The ideal learning rate may not be what you’d expect. I assumed LR 1.0 was reasonable - turns out 5.0-25.0 works much better in these cases. That may not (probably won’t) apply to a different training set, or even network architecture. If there’s a different loss function or other optmisation involved it would likely also alter results. So establishing reliable hyperparameters for a particular training setup is an important first step.

Random initialisation creates variance. Running a single training run can be misleading. LR 0.5 would have looked either perfect or broken depending on which seed I happened to use. Multiple runs reveal the true picture of stability.

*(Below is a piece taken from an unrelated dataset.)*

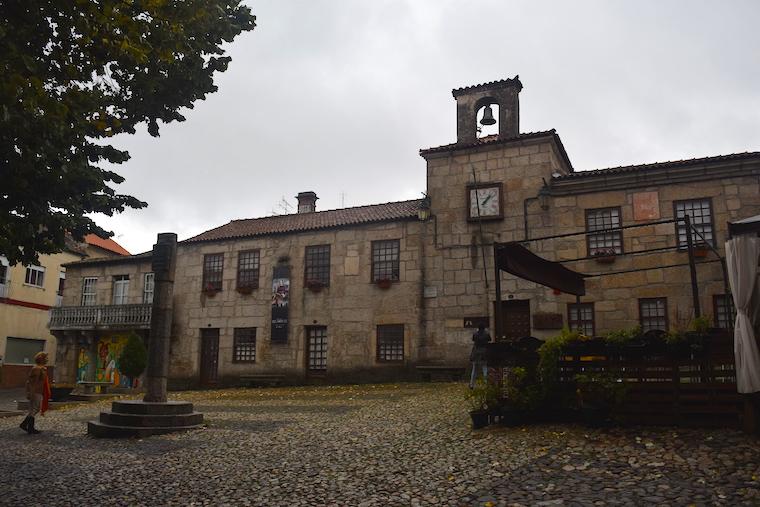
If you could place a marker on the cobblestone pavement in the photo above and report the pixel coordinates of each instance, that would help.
(407, 444)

Failure modes are binary, not gradual. The network either learns or it doesn’t. There’s no graceful degradation between “converges well” and “doesn’t converge at all”.

Learning rate and epochs trade off. Low LR + high epochs can match high LR + low epochs in final quality, but takes orders of magnitude longer. For efficiency, prefer higher learning rates - but if I’m hitting instability, running longer with a lower rate is a valid fallback.

What’s Next

With an idea of what effect the training paramaters have, I’m ready to explore architecture choices:

  • Does depth or width matter more for learning complex patterns?
  • Sigmoid and ReLU; different activation functions?
  • Alternative loss measuerements?

The code for these experiments is available at github.com/lordmoocow/neuronet.